Sunday, March 21, 2010
Grand Hall (Hyatt Regency Atlanta)
Sameer Patel, MD , Columbia University Medical Center, New York, NY
Timothy Landers, PhD , Columbia University Medical Center, New York, NY
Elaine Larson, PhD, RN , Columbia University School of Nursing, New York, NY
Jennifer Wong-McLoughlin, BS, RN , Columbia University Medical Center, New York, NY
Yu-hui Ferng, MPA , Columbia University Medical Center, New York, NY
Theoklis Zaoutis, MD , Children's Hospital of Philadelphia, Philadelphia, PA
David Paul, MD , Christiana Care Health System, Newark, DE
Lisa Saiman, MD, MPH , Columbia University Medical Center, New York, NY
Background: Surveys using clinical vignettes can be useful predictors of antimicrobial prescribing practices.

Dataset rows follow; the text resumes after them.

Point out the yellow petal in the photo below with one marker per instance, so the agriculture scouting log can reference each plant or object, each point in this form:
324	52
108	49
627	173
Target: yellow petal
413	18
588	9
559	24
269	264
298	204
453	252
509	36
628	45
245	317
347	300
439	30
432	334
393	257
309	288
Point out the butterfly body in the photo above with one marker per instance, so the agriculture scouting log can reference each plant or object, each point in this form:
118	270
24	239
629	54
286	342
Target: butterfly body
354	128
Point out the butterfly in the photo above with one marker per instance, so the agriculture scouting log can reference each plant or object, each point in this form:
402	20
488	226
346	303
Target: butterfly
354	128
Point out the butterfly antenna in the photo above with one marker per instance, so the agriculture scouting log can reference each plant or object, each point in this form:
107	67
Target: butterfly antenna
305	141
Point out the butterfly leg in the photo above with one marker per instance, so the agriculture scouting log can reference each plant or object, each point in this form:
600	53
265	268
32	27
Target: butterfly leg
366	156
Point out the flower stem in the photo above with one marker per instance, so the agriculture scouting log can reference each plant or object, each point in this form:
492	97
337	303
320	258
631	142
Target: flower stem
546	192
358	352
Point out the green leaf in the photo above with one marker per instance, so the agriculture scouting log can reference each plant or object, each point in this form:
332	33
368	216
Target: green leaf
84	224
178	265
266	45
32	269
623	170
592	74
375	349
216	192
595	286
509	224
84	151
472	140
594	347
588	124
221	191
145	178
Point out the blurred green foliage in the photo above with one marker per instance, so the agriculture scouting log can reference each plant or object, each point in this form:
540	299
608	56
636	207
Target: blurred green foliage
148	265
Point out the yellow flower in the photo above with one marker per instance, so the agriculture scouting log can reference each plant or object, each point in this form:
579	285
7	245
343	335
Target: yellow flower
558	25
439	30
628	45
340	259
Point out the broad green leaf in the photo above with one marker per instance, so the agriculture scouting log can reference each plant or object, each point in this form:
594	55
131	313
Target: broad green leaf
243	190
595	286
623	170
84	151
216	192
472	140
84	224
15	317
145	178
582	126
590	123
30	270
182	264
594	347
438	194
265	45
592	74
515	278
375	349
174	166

Objective: To use vignettes to assess diversity in antimicrobial prescribing practices by neonatal practitioners as well as agreement with recommendations for appropriate antibiotic use as recommended by the Centers for Disease Control and Prevention.  

Methods: An anonymous survey was administered to neonatal practitioners from 4 tertiary care NICUs.  Respondents reviewed 13 vignettes derived from past cases in the study NICUs and rated the described antibiotic management as ‘appropriate’, ‘inappropriate’, or ‘cannot determine’. Vignettes described use of empiric antibiotics; targeted antibiotics for a known pathogen; prophylaxis; and duration of therapy. Five of the vignettes described appropriate antibiotic use, 5 described inappropriate use, and 3 described ambiguous use. Vignettes were validated by pilot testing with infectious diseases physicians and neonatologists. Individual question and composite scores for correct assessment of appropriate, inappropriate or ambiguous use were analyzed using t tests, Fisher’s exact tests, and ANOVA.

Results: Of 271 potential respondents, 161 (59%) completed the survey (51 attendings, 29 fellows, 48 residents, 21 nurse practitioners, and 7 hospitalists) of whom 37% had worked in NICUs for > 7 years.  Most (82%) considered a short duration (24 hours) of post-surgical prophylaxis to be appropriate and most (75%) considered prolonged antibiotic prophylaxis for chest tubes to be inappropriate. Most (97%) thought narrowing vancomycin to oxacillin to treat methicillin-susceptible Staphylococcus aureus infection was appropriate, but fewer (53%) thought continuing use of a broad-spectrum cephalosporin to treat cefazolin-susceptible E. coli inappropriate. Attending status and > 7 years of NICU experience significantly predicted the highest composite scores (p=.04 and .02, respectively).  While composite scores were similar among the 4 sites, site differences were noted for specific vignettes describing the duration of post-surgical prophylaxis (p< .001) and treatment of necrotizing enterocolitis (p=.03).  

Conclusions: The survey identified substantial differences in antibiotic prescribing practices. While narrowing therapy for Gram positive cocci appeared to be standard practice, narrowing therapy for Gram negative bacilli was less common.  Clinical experience predicted appropriate prescribing. Such data can be used to provide prescribers with feedback and improve antimicrobial prescribing for the NICU population.